Sleep spindles have a frequency of 12-14Hz, with a low amplitude, occurring in the central head region in a fusiform morphology. They arise from the reticular nucleus of the thalamus. Normally sleep spindles are symmetrical and synchronous aside from newborns, developing post term at approximately 2 months of age. Many EEG patterns are asynchronous in preterm newborns. Sleep spindles are typically asynchronous until 1- 2 years of age. They can also appear exaggerated in children.
The absence of spindles, or an asymmetry of their formation or frequency, should be considered abnormal. Oftentimes focal features do not present themselves in an awake EEG but appear in sleep and are depressed. On the other spectrum extreme high voltage over 200μV spindles that are generalized with an anterior dominance and a fast activity such as continuous sleep spindles (extreme spindles) are likely indicating brain damage.
Persistent and totally asynchronous activities including sleep spindles have been noted in patients with Aicardi’s syndrome. Clinically, the Aicardi’s syndrome is characterized by flexion spasms (infantile spasm), chorioretinal abnormalities, and agenesis of corpus callosum, seen exclusively in girls. People with Aicardi syndrome have absent or underdeveloped tissue connecting the left and right halves of the brain (agenesis or dysgenesis of the corpus collosum). They have seizures beginning in infancy (infantile spasms), which tend to progress to recurrent seizures (epilepsy) that can be difficult to treat. Affected individuals also have chorioretinal lacunae, which are defects in the light-sensitive tissue at the back of the eye (retina).
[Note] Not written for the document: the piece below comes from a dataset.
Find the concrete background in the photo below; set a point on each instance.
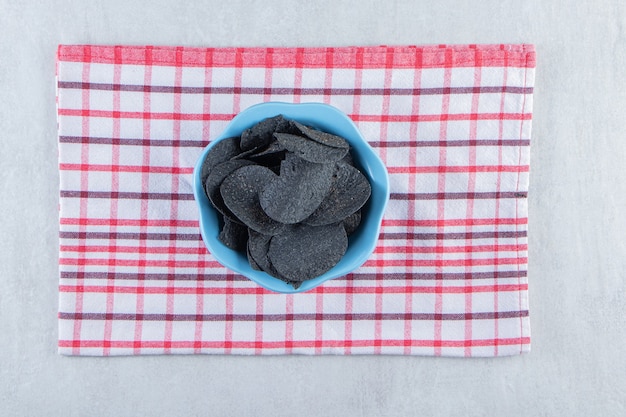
(577, 223)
People with Aicardi syndrome often have additional brain abnormalities, including asymmetry between the two sides of the brain, brain folds and grooves that are small in size or reduced in number, cysts, and enlargement of the fluid-filled cavities (ventricles) near the center of the brain. Some have an unusually small head (microcephaly). Most affected individuals have moderate to severe developmental delay and intellectual disability, although some people with this disorder have milder disability.
Another example of asynchronous sleep patterns (spindle, vertex sharp waves, and K complex) may be seen in patients with obstructive hydrocephalus.